Article Text
Abstract
Introduction A recent survey of junior Doctors identified anxieties attending deliveries and uncertainty when to request middle-grade assistance. This audit aimed to identify limitations in the information provided by midwives regarding the progression of labour and the potential for neonatal compromise at delivery.
Methods A prospective audit was conducted recording the information volunteered by midwifery staff when requesting the attendance of a Paediatric SHO at deliveries. The audit criteria included:
Location
Age (gestational)
Birth type
Ongoing concerns (e.g. CTG abnormalities)
Urgency
Risk factors (e.g. Group B Streptococcus, meconium, maternal pyrexia/tachycardia).
These were deemed important in conducting a risk assessment prior to attending a delivery to determine whether senior assistance would be required.

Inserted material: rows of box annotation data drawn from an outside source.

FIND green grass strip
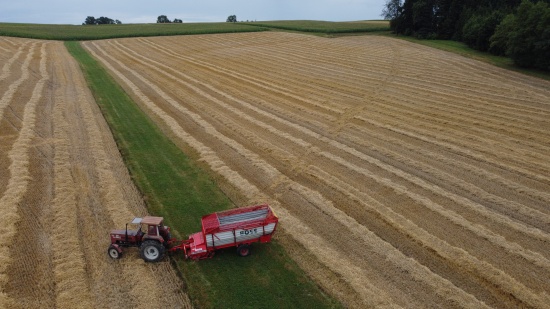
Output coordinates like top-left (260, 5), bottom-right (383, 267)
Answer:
top-left (0, 22), bottom-right (268, 41)
top-left (65, 42), bottom-right (341, 308)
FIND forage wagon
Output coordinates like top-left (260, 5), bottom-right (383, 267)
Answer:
top-left (107, 205), bottom-right (279, 262)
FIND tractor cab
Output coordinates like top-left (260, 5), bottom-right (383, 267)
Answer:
top-left (107, 216), bottom-right (172, 262)
top-left (139, 216), bottom-right (172, 243)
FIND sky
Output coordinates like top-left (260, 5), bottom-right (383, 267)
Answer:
top-left (0, 0), bottom-right (386, 25)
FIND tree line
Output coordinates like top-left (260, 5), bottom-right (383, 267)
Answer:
top-left (382, 0), bottom-right (550, 71)
top-left (82, 16), bottom-right (122, 25)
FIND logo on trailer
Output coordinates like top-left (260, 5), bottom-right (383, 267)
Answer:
top-left (239, 229), bottom-right (258, 235)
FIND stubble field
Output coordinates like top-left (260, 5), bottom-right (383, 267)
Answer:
top-left (83, 32), bottom-right (550, 308)
top-left (0, 38), bottom-right (191, 308)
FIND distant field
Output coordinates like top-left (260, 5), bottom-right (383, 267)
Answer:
top-left (0, 20), bottom-right (389, 41)
top-left (245, 20), bottom-right (390, 34)
top-left (82, 32), bottom-right (550, 309)
top-left (0, 22), bottom-right (267, 41)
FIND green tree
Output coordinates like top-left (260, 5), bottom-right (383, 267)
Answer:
top-left (504, 0), bottom-right (550, 70)
top-left (380, 0), bottom-right (402, 20)
top-left (462, 11), bottom-right (504, 51)
top-left (489, 14), bottom-right (516, 56)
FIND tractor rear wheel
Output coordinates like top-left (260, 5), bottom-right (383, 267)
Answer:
top-left (237, 245), bottom-right (250, 257)
top-left (107, 246), bottom-right (122, 260)
top-left (139, 240), bottom-right (164, 262)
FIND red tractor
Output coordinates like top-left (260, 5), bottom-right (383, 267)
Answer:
top-left (107, 205), bottom-right (279, 262)
top-left (107, 216), bottom-right (172, 262)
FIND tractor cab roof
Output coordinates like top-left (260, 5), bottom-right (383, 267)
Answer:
top-left (132, 216), bottom-right (164, 225)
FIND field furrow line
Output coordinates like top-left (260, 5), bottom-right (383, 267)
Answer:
top-left (345, 124), bottom-right (550, 211)
top-left (111, 38), bottom-right (550, 270)
top-left (0, 42), bottom-right (38, 120)
top-left (91, 40), bottom-right (508, 305)
top-left (355, 111), bottom-right (550, 183)
top-left (0, 43), bottom-right (49, 307)
top-left (203, 35), bottom-right (546, 119)
top-left (215, 34), bottom-right (545, 107)
top-left (382, 89), bottom-right (550, 144)
top-left (149, 35), bottom-right (550, 144)
top-left (311, 166), bottom-right (550, 308)
top-left (119, 38), bottom-right (550, 224)
top-left (85, 43), bottom-right (402, 307)
top-left (355, 115), bottom-right (550, 183)
top-left (225, 44), bottom-right (548, 123)
top-left (137, 39), bottom-right (340, 113)
top-left (51, 106), bottom-right (94, 308)
top-left (0, 42), bottom-right (29, 82)
top-left (370, 95), bottom-right (550, 154)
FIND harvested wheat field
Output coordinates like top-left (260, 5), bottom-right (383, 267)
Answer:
top-left (0, 37), bottom-right (191, 308)
top-left (83, 32), bottom-right (550, 308)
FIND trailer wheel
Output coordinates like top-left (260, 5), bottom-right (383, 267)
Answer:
top-left (237, 245), bottom-right (250, 257)
top-left (139, 240), bottom-right (164, 263)
top-left (107, 246), bottom-right (122, 260)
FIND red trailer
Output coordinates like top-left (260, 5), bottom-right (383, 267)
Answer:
top-left (169, 205), bottom-right (279, 260)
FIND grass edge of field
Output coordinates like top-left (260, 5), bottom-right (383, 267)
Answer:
top-left (65, 41), bottom-right (342, 308)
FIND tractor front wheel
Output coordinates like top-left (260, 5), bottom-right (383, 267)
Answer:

Results The information from a total of 50 calls was documented. Of these, 98% provided the location, 82% the birth type and 48% the urgency. Detailed information regarding gestation, CTG traces and risk factors for neonatal compromise were 16%, 18% and 24% respectively.
Following the initial audit, the L.A.B.O.U.R risk-assessment tool was implemented on delivery suite. The acronym was placed above phones and attached to patient notes. One month after implementation a re-audit of calls to the Paediatric SHO was conducted. The information provided from 50 calls included: location 94%, gestation 60%, birth type 86%, ongoing concerns 57%, urgency 71%, risk factors 60%.
Conclusion The L.A.B.O.U.R tool has improved communication of essential information from midwives to junior paediatricians enabling them to determine the potential risk for neonatal compromise at delivery and to ask in advance for senior assistance.